Многие, по-видимому, считали Б.Л. гораздо глупее, чем он был. Он часто хвалил людей, с точки зрения других — преувеличенно и незаслуженно. А это диктовалось только его глубочайшей жалостью.
<…>
Дело совсем не в том, что я его хорошо знала, а Вы
нет. Дело в том, что Пастернак, так же, как Рильке
не литература. Каждое их слово действительно написано кровью. И если мы признаем это и верим каждому их слову, то нам подобает учиться и смиренно ждать понимания.

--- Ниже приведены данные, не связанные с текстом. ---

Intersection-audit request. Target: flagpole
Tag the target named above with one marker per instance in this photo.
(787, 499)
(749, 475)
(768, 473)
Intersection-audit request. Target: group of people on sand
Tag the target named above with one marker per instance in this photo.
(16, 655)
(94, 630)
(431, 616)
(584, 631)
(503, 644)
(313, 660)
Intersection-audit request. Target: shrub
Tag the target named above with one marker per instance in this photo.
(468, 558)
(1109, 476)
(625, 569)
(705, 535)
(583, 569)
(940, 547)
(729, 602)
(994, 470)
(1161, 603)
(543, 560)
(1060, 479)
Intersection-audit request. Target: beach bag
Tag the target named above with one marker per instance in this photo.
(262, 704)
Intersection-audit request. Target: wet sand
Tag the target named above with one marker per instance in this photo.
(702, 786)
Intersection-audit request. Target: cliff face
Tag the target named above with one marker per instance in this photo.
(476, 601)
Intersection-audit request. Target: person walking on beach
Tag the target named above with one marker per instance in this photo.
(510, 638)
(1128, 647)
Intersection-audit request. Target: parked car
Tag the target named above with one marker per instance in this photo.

Отклики всех и каждого ему действительно были важны и интересны, он ждал и ловил их, даже таких зеленых юнцов, вроде меня и моих друзей. Очень удивился, и как мне показалось, даже огорчился, когда на его вопрос, как мне понравился роман, я сказала, что никак не могу дочитать, потому что все время плачу, а ведь сам же потом написал: «Я весь мир заставил плакать, над красой земли моей».
Возвращаясь к тому вечеру 27 декабря, когда Пастернак читал у нас дома Роман, мне хочется сказать несколько слов об А.С.Кочеткове, не большом, но очень настоящем поэте, не печатавшемся ни при жизни, ни после. Сейчас многие помнят строчки (не зная автора):…с любимыми не расставайтесь! (…) И каждый раз навек прощайтесь, когда уходите на миг» из «Иронии судьбы», — вот уж, действительно, горькая ирония. Жил он с женой в восьмиметровой комнате в Брюсовском переулке, зарабатывая переводами. Еле сводили концы с концами, никогда ни на что не жалуясь. Их обоих отличала необыкновенная скромность и деликатность. Мама же вскоре после чтения романа договорилась с Пастернаком, чтобы тот послушал стихи Кочеткова, — сам он никогда не решился бы об этом просить. Перед тем, как начать поэму «Отрочество», Александр Сергеевич смущенно бормотал: все это вроде как «в огороде бузина, а в Киеве дядька». Ужасно ему хотелось услышать хоть слово одобрения от поэта, которого не просто ценил. — боготворил, — не услышал. Да, конечно, старомоден во всем, — в манере здороваться, низко наклоняясь всем корпусом, в чуть более длинных волосах, чем было принято тогда, в привычке носить трость, и при всем этом неизменная доброта, мягкость, привлекавшая к нему людские сердца. Грузины, которых он переводил, его просто обожали, — сужу по тому, как они принимали нас в Тбилиси и Сухуми, когда мы, как пропуск в их объятия, предъявляли его рекомендательные письма. После смерти А.С. Инна Григорьевна подарила мне на память его любимый однотомник Пушкина, а больше почти ничего и не было, «осталась — как он сам написал, — только горстка пепла, да свиток ангельских поэм».
До моего рождения мама проработала в разных учреждениях и машинисткой, и переводчицей — она свободно владела тремя европейскими языками. Но когда я появилась на свет, мама не захотела оставлять меня на нянек и, бросив службу, стала зарабатывать перепечаткой на машинке. Благодаря живому складу ума, образованности, душевной широте и открытости она оказывалась в тесных дружеских отношениях почти со всеми, с кем ее сталкивала жизнь, — в тюрьме, в больнице, с крестьянами, у которых мы снимали дачу, с теми, кто приходил печатать свои работы.
Именно так в 40-м году завязалась дружба с Львом Зиновьевичем Копелевым, продолжавшаяся до конца ее жизни. Свою книгу «Фаустовский мир Пастернака» он посвятил памяти мамы. Вот, что он писал мне, получив известие о ее смерти: «… не знаю другого человека с такой чистой и цельной душой. Ведь и сердилась она на меня иногда, и судила, как мне казалось временами, несправедливо, именно от этой безоговорочной, не признающей уступок и отклонений душевной чистоты. (…) Очень много хорошего, светлого, дорогого связано у меня с Мариной, с ее человеческим обликом, с нашими беседами и спорами, которые как начались тридцать пять лет назад, так и не прекращались (с перерывами, правда). Менялись темы. предметы, — от Шиллера до Пастернака, Исаича, Экзюпери, Тейяра и пр…».
По детству запомнился мне красивым, высоким, взлохмаченным в клубах папиросного дыма — дымили в два беломора — иногда мама спохватывалась, выходили в переднюю, где продолжали курить, разговаривать, спорить.